By Mary Lou Beatty
The arrival of the Russians was memorable for Kodiak Islanders.
Arsenti Arminak, just a boy at the time, tells the story. "When we saw the ship far off, we believed it was a giant whale and curiosity drove us to examine it more closely." Those aboard appeared unnatural. "We thought they were squid but when we saw that they took fire into their mouths and blew out smoke -- we knew nothing of tobacco -- we could only believe that they were devils."
In the 1760s Russian traders were sailing across the Bering Sea to hunt otter and seals. The Alutiit drove away the intruders, but two decades later a more heavily armed expedition would made Three Saints Bay on Kodiak Island the first Russian settlement in America.
In this issue, we look at the tangled history between America and Russia from the time of the czars to the present day. One byway takes us along the Chinese Eastern Railway to Harbin, for a time the largest Russian city outside of the Soviet Union. White Russians fled to Harbin after the revolution of 1917, only to be driven out again in a second revolution in China itself. The stories of these émigrés are being translated and digitized with NEH support. Another foray takes us north through Arkhangelsk Province, where log churches and Russian Orthodox monasteries dating as far back as the fifteenth century, having survived the Soviets, have fallen into disrepair. A scholar named William C. Brumfield is preserving them on film, in a photographic quest that has taken twenty years.

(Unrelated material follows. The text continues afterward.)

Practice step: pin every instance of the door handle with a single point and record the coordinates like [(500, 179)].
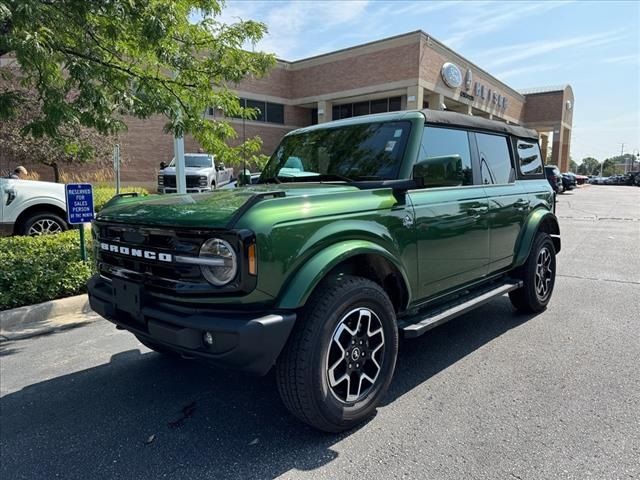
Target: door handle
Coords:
[(476, 211), (11, 196)]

We pause at an unlikely juncture of American and Russian culture: 1891 in Buffalo Bill's Wild West. Buffalo Bill was looking beyond the frontier, refusing to call his event a "show," insisting its purpose was educational. Quite an educational event it was. He filled the arena with Mexican vaqueros, Irish lancers, German cuirassiers -- and a dozen Cossacks from Russia. A review a few years later in the New York Daily Tribune was enthusiastic: "The Cossacks, riding like mad, whipping wildly, leaning far over, swinging and swaying, make you cry out with enthusiasm."
The times were high-spirited, but the sawdust of Buffalo Bill's world would be blown away in the realities of a Boer War, a Spanish-American War, a Russo-Japanese War, and the first world war. New faces would come to power, some of them allies, some of them adversaries.
World War II brought the United States and Russia into the same camp again, and as the war came to a close, they looked at what they would take from their victory. Families were sundered, land devastated, and cultural heritage endangered. Great European art had been destroyed or appropriated in the Nazi advance into Russia; art had been sold or stolen in occupied France, Poland, and Central Europe. Historian Lynn Nicholas talks with NEH Chairman William R. Ferris about the rescue effort and some unresolved mysteries of the art world. In wartime France, a woman named Rose Valland watered the potted palms at the Jeu de Paume by day, and by night, made copies of German photographs of the looted artwork; because of her work, most of it was recovered after the war. The Russians assembled a "trophy commission" of art historians to sweep along the advance, looking for Russian-owned art and Nazi holdings to take as reparations. By Nicholas's estimates, "hundreds of thousands of objects" went to the Hermitage, the Pushkin, and other museums across the country, where they were kept hidden for fifty years after the war, until the Soviet Union fell. Nicholas believes the art will eventually surface. Tantalizing questions remain: a missing Raphael portrait, the fate of some Bellinis in Berlin, the whereabouts of the legendary Amber Room that graced the Catherine Palace in St. Petersburg. The room, made of slivers of amber put together like stained glass, is being copied and restored even as experts continue searching for the original.